Clear in Her Vision

Name: Kathy Roosma

Born: Los Angeles, California

Education: San Gabriel Academy, 1971

Walla Walla College, 1975

Major: Business Education

School: Orcas Christian School

Teaches: Primary Room, ages 6–9

Kathy Roosma and her husband, Tom, are on the teaching staff at the Orcas Christian School (OCS) on Orcas Island, one of the San Juan Islands in Washington's Puget Sound. The six-year-old OCS, which was built on a campus designed to look like a New England village, is an Adventist school with a special mission, since about 93 percent of the students don't come from Adventist families.

“A lot of the kids here aren’t even Christians,” Kathy relates. “I was reading an Old Testament story about Abraham, and one of my first-graders said, ‘That’s not true.’ I said, ‘Yes it is; it is in the Bible.’ He said, ‘That is not true. It is just made up.’ So we looked it up and he was amazed.”

Since many of the students have not heard the stories of Jesus, the teachers start with Jesus first. “We are not a school trying to proselytize,” Tom says. “We are a school trying to introduce people to Jesus, and that is what we see as our mission.”

Kathy and Tom moved to Orcas Island for the 1999 school year. Kathy teaches the youngest students, ages 6 through 9, while Tom teaches the 10- and 11-year-olds. Both use the Integrated Thematic Instruction (ITI ) method and cooperate on the different units.

Kathy’s Primary Room has an atmosphere of a family home with table lamps, plants and soft classical music. Instead of using desks, children work together at several round tables.

“The kids are so young at this age, and they develop their skills at different speeds,” she explains. “I try to provide lots of different activities and experiences, because it clicks at different times and on different days for each kid."

Except for math, Kathy teaches the same thing to all the students. “If I am teaching how to put a suffix on the end of a word, I will do it for the whole group. Some of the younger kids don’t have a clue what I am talking about, but some of them are right there with me. I just have the attitude that this is what we are learning today. If the younger kids don’t understand it now, they will have other times to get it.”
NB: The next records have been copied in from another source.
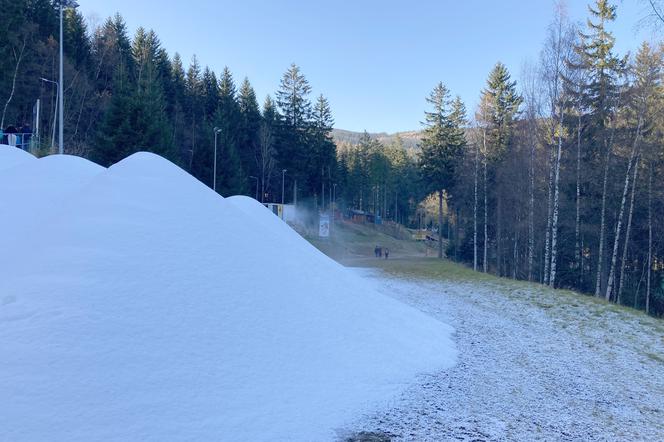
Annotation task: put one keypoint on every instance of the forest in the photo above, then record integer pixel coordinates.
(556, 178)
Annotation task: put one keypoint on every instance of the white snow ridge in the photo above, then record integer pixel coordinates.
(137, 304)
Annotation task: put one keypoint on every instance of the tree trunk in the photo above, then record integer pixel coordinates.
(616, 241)
(11, 95)
(627, 233)
(556, 198)
(577, 221)
(649, 239)
(485, 263)
(440, 224)
(549, 222)
(477, 155)
(531, 213)
(499, 234)
(600, 253)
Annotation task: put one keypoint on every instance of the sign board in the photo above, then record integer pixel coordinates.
(324, 226)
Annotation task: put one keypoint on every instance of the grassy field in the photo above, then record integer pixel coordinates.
(350, 242)
(353, 245)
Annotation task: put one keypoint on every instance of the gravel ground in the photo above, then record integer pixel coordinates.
(533, 365)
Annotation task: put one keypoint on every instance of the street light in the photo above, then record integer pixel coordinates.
(283, 187)
(214, 178)
(55, 114)
(255, 178)
(63, 4)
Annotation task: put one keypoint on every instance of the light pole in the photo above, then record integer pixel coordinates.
(214, 167)
(61, 146)
(255, 178)
(55, 114)
(283, 187)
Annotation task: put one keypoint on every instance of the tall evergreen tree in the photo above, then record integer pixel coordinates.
(295, 108)
(249, 128)
(442, 147)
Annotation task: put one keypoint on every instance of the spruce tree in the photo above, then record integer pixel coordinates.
(295, 109)
(249, 128)
(231, 179)
(441, 146)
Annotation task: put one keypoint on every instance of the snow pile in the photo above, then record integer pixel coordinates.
(142, 306)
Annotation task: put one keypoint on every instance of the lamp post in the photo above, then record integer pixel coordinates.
(55, 114)
(61, 146)
(283, 187)
(255, 178)
(214, 167)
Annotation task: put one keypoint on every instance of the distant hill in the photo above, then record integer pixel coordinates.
(410, 139)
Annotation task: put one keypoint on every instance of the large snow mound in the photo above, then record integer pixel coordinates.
(11, 156)
(143, 306)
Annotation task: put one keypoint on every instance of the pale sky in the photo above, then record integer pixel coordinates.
(375, 60)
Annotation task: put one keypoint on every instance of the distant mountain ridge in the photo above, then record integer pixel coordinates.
(410, 138)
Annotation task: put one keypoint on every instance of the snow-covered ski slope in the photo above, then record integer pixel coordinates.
(137, 304)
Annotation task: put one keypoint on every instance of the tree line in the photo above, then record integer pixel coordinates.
(556, 179)
(559, 179)
(126, 94)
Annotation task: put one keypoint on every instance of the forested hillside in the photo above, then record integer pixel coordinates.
(125, 94)
(556, 178)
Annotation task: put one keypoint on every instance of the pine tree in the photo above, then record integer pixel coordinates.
(321, 153)
(442, 147)
(249, 128)
(295, 109)
(501, 102)
(231, 179)
(600, 97)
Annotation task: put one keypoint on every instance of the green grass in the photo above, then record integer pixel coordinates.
(353, 245)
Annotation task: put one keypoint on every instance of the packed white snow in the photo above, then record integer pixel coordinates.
(137, 304)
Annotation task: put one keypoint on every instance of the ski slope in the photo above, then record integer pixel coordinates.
(137, 304)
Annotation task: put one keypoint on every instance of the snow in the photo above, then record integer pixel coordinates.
(533, 365)
(11, 156)
(137, 304)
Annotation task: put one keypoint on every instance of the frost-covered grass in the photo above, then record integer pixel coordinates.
(563, 303)
(534, 363)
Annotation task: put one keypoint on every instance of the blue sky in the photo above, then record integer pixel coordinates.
(375, 60)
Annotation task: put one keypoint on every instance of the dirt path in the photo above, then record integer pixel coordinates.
(527, 372)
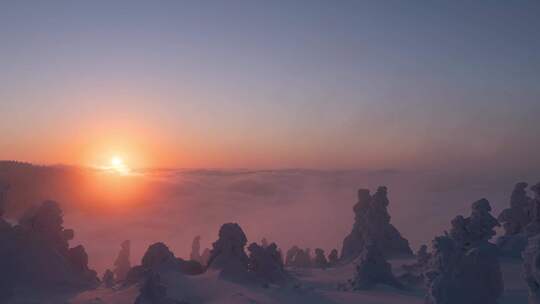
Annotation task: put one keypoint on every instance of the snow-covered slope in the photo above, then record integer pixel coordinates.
(315, 286)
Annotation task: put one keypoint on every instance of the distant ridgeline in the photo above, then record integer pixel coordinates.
(29, 183)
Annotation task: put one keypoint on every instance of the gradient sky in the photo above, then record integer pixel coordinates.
(272, 84)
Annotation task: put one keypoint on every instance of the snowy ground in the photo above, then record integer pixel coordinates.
(315, 286)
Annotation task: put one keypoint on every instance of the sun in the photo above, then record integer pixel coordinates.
(118, 165)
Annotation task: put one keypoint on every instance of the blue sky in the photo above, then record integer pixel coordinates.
(325, 84)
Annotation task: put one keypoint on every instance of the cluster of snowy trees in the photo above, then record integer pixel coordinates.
(462, 265)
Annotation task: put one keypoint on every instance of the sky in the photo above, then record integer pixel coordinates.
(272, 84)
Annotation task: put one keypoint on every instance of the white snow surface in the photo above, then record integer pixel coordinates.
(314, 286)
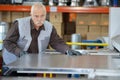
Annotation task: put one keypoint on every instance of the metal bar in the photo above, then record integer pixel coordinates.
(87, 44)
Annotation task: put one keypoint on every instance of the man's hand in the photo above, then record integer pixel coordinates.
(73, 52)
(23, 53)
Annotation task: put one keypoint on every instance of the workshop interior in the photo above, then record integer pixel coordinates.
(91, 27)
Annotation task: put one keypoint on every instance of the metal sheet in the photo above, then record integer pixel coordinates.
(63, 64)
(38, 78)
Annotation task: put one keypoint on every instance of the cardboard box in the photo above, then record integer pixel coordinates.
(55, 17)
(104, 29)
(94, 19)
(104, 19)
(67, 38)
(59, 28)
(81, 29)
(95, 29)
(16, 15)
(6, 16)
(69, 28)
(82, 19)
(104, 34)
(93, 36)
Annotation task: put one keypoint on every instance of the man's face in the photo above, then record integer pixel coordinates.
(38, 16)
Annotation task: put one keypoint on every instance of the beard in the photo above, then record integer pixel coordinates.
(39, 22)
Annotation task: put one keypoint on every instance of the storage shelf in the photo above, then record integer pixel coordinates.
(64, 9)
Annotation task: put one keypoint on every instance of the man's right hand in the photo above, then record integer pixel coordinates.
(23, 53)
(73, 52)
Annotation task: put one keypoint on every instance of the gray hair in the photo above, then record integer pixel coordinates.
(40, 5)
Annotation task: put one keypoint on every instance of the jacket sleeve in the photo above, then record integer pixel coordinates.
(57, 43)
(10, 42)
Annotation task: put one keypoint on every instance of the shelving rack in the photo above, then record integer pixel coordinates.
(63, 9)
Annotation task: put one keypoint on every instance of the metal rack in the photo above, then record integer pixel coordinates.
(64, 9)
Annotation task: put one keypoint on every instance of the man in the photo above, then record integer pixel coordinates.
(32, 35)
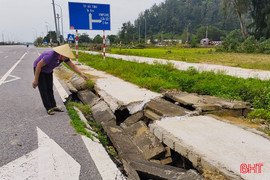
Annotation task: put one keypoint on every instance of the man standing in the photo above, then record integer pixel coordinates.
(43, 69)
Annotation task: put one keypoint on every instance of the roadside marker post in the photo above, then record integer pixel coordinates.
(104, 57)
(86, 16)
(77, 61)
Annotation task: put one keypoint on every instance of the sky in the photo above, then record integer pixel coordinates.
(24, 20)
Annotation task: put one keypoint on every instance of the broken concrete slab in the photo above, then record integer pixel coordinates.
(204, 103)
(71, 88)
(110, 88)
(133, 119)
(158, 108)
(102, 113)
(78, 82)
(210, 143)
(88, 97)
(146, 142)
(158, 171)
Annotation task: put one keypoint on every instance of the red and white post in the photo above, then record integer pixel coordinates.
(77, 46)
(104, 44)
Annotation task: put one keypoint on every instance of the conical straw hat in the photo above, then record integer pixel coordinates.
(64, 50)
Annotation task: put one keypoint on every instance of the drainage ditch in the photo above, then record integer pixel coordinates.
(173, 158)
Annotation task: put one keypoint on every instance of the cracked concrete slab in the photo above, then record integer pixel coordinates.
(212, 144)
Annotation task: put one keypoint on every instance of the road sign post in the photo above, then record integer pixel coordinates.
(87, 16)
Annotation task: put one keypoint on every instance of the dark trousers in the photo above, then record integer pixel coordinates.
(45, 86)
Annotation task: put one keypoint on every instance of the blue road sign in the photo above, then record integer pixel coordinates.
(87, 16)
(71, 37)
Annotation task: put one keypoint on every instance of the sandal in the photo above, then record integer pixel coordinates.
(58, 109)
(50, 112)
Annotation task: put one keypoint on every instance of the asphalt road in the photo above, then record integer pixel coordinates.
(22, 117)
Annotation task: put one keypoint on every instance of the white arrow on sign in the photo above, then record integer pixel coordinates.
(91, 21)
(49, 161)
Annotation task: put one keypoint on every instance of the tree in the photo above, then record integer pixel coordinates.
(126, 33)
(113, 39)
(240, 8)
(213, 33)
(39, 41)
(260, 12)
(84, 38)
(51, 34)
(98, 39)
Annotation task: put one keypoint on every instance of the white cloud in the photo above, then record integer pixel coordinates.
(23, 20)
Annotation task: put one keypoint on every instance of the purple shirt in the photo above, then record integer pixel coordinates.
(51, 60)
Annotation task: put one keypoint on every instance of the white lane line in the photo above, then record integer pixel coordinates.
(54, 162)
(102, 160)
(106, 167)
(49, 161)
(2, 80)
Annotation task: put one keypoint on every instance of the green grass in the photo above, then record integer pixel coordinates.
(80, 125)
(202, 55)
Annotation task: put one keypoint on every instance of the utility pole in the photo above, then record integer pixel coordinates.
(50, 33)
(145, 30)
(139, 33)
(3, 37)
(206, 32)
(61, 22)
(58, 17)
(57, 34)
(187, 31)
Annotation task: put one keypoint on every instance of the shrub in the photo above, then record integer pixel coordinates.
(250, 45)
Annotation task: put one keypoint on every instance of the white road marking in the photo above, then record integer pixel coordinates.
(49, 161)
(102, 160)
(2, 80)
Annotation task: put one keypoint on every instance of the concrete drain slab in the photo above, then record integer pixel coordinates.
(117, 92)
(215, 145)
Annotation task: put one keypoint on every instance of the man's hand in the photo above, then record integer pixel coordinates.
(84, 76)
(34, 84)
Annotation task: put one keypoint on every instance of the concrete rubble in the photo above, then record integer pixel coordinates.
(144, 140)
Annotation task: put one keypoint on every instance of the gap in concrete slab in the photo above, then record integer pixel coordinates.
(180, 161)
(121, 115)
(145, 176)
(182, 105)
(73, 98)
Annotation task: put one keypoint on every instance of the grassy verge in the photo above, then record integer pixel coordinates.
(202, 55)
(80, 125)
(159, 77)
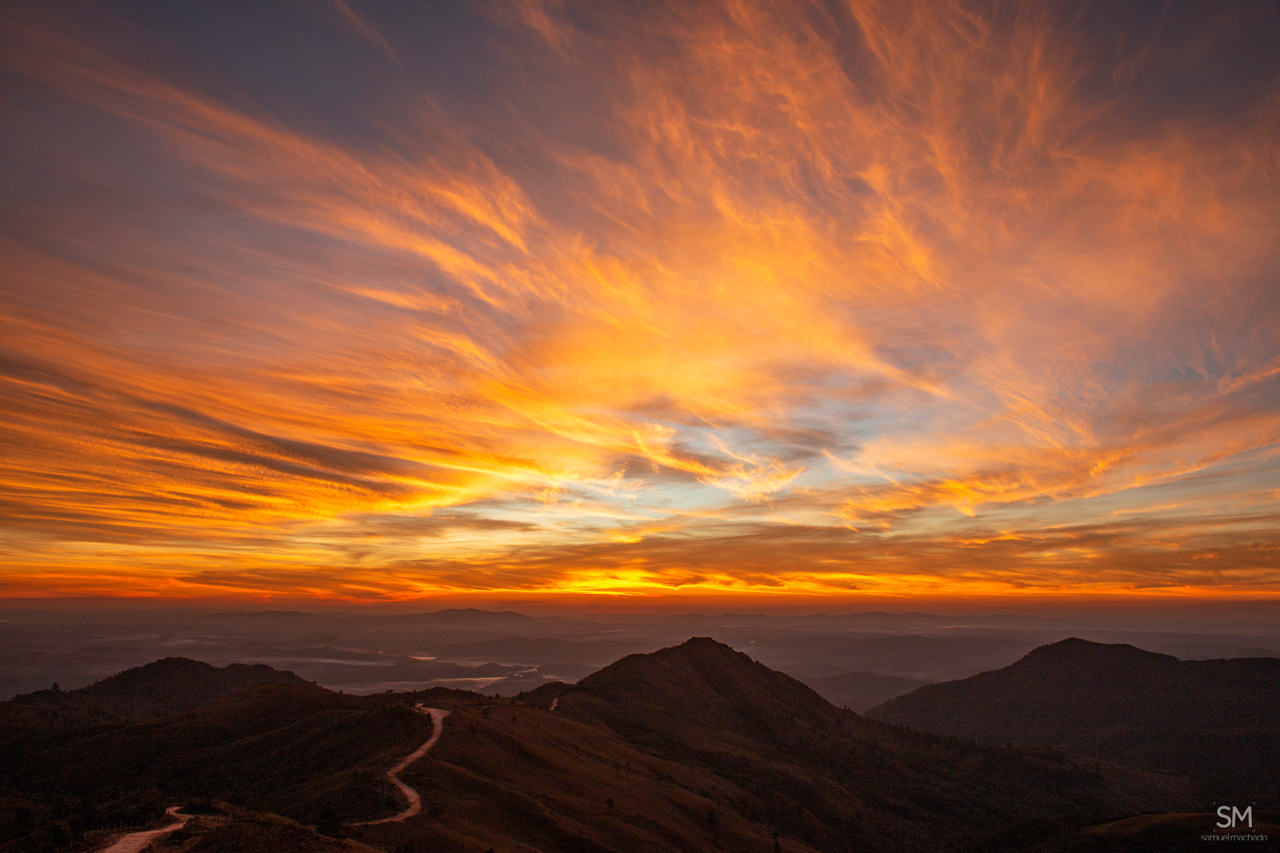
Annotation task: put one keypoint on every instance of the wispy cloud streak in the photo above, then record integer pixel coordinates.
(740, 297)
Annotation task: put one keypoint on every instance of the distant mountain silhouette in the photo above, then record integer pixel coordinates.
(819, 774)
(694, 747)
(1217, 721)
(860, 690)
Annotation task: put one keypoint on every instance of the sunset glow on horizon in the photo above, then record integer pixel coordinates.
(361, 302)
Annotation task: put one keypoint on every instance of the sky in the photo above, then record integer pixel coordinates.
(824, 301)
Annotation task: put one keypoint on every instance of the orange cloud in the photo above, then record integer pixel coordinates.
(730, 297)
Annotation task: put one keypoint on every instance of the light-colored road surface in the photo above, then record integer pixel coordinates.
(136, 842)
(415, 802)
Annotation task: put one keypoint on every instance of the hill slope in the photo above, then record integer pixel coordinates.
(164, 687)
(694, 747)
(1217, 721)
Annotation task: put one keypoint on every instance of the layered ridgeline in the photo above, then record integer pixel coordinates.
(694, 747)
(1215, 721)
(698, 747)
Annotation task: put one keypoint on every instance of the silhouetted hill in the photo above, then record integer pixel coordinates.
(1217, 721)
(819, 774)
(164, 687)
(694, 747)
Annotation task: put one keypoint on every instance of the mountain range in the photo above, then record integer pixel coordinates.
(695, 747)
(1214, 721)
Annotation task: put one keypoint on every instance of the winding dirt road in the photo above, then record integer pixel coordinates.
(415, 802)
(136, 842)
The week after spring break, they started a unit on light and color. Worship involved a lesson on the theme, as did lessons in reading, writing, spelling, science and math. “They love what they are learning, they are engaged in what they are doing, and they stay connected and involved,” Kathy says.

Roger Worley, OCS high school team leader, says that Kathy is able to effectively convey what each teacher feels in her heart—"I love my kids." She wants them to know that Jesus loves them, that He’s forgiven them, and, if they have had a bad day or a bad life, He couldn’t love them more or less. As Roger explains, Kathy "is so clear in her vision for her students that they pick it up and sense it.”